Your barometer is an aneroid or holosteric type. That is, it measures pressure mechanically, without the use of fluids, by means of an evacuated hollow metallic diaphragm. Change in atmospheric pressure on this diaphragm actuates the pointer or indicator hand on the dial. It is not necessary to mount your barometer outdoors since it will operate properly inside.

The barometer scale is graduated in inches, millibars and centimeters as a measurement of atmospheric pressure. At sea level, normal atmospheric pressure is approximately 29.92 inches, 1014 millibars and 76 centimeters. The average variation in pressure normally encountered at any given altitude is approximately 1" to 1 1/2" either way from the average. Frequently, for many days at a time, the variation and attendant movement of the black indicator is confined to a very lmited area.

The gold plated hand on the glass is a marker hand to be set over the indicator hand when a reading is taken. This marks the presurre at the time of the reading so that subsequent change may be readily noted. A gentle tapping on the glass with index finger will cause the indicator hand to move for a more precise reading.

Adjusting Barometer to Local Altitude (cannot be adjusted above 3500 feet)

When it left the factory, your Chelsea barometer was adjusted to correct pressure at sea level, which is standard for measurement of barometric presure regardless of location or altitude. Since atmospheric pressure decreases as altitude increases, if you are located in a higher altitude your barometer will indicate the lower pressure. It will be necessary then for youi to adjust it to give you a reading corrected to sea level.This is done as follows:

  1. Call your local weather bureau for the present barometer reading.
  2. If the correction is less that 0.30 inches this is done by turning the set screw located just inside the hole in the back of the case with a small screwdriver.
  3. If the correction is 0.30 inches or more, the black indicator hand must be removed and placed at the correct reading. This is done by carefully lifting it straight up from the hub, being careful not to bend the hand or arbor, The hand is replaced with gentle, firm pressure of the tumb. A final adjustment is then made as in 2 above.

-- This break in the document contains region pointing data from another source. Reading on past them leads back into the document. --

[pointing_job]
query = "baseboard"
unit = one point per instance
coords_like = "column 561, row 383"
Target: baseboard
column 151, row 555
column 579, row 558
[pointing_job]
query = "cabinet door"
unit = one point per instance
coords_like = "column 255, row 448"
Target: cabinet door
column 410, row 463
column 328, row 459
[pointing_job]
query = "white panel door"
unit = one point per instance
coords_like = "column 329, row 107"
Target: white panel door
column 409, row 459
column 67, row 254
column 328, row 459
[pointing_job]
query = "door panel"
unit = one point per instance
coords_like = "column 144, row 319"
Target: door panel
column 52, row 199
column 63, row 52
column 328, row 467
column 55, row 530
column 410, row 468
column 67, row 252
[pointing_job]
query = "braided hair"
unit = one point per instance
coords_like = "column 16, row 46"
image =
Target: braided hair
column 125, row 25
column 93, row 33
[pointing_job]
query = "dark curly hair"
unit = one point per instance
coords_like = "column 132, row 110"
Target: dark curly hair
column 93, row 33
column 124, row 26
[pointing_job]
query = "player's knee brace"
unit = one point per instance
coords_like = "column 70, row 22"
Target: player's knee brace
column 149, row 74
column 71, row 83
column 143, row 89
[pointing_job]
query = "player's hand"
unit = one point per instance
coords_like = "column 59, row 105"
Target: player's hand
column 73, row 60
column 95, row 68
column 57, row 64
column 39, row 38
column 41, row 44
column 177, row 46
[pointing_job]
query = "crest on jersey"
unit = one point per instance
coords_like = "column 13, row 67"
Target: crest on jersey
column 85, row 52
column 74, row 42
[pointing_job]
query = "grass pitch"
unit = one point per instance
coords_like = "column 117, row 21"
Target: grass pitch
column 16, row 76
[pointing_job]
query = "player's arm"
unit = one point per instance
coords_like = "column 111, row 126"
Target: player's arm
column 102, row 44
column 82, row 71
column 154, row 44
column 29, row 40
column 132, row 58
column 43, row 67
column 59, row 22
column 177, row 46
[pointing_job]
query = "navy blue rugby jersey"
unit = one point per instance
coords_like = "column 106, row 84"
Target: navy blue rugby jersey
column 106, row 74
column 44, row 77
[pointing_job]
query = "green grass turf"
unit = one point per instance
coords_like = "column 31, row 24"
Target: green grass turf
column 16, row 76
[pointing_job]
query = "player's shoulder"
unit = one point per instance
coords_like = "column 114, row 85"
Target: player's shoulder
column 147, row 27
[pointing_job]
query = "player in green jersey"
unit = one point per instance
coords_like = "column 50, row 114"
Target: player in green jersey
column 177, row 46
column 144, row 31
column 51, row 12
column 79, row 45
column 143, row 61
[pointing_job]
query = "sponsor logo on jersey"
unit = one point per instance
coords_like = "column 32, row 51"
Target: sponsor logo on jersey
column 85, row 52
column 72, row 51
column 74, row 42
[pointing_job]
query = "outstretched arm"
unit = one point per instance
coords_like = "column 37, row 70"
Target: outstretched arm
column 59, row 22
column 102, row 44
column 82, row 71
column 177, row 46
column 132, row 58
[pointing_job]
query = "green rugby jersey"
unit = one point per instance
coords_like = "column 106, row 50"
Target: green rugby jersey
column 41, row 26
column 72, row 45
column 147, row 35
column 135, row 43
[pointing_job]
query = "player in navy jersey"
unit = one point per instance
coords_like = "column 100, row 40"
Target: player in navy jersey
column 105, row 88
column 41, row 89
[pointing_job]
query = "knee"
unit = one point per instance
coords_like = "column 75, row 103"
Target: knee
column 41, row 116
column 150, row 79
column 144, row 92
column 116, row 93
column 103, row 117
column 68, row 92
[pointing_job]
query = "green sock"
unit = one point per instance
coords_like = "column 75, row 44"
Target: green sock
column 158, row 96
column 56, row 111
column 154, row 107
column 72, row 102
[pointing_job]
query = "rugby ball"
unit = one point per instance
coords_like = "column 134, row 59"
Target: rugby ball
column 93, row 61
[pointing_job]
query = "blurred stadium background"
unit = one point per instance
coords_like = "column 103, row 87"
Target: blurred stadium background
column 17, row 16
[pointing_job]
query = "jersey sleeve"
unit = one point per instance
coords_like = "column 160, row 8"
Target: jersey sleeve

Your clock case is constructed with a very high-quality brass, then plated and lacquered for appearance and protection. Chenicals contained in ordinary fingerprints or dust are harmful to the finish.

DO NOT apply polish, cleaner or other liquid to the clock case as this will result in pitting and tarnishing.

To remove harmful chemicals from the surface, we recommend you wipe your case with a soft cloth weekly. Treated with care, the lacquer seal will not be broken and your clock will retain its bright appearance.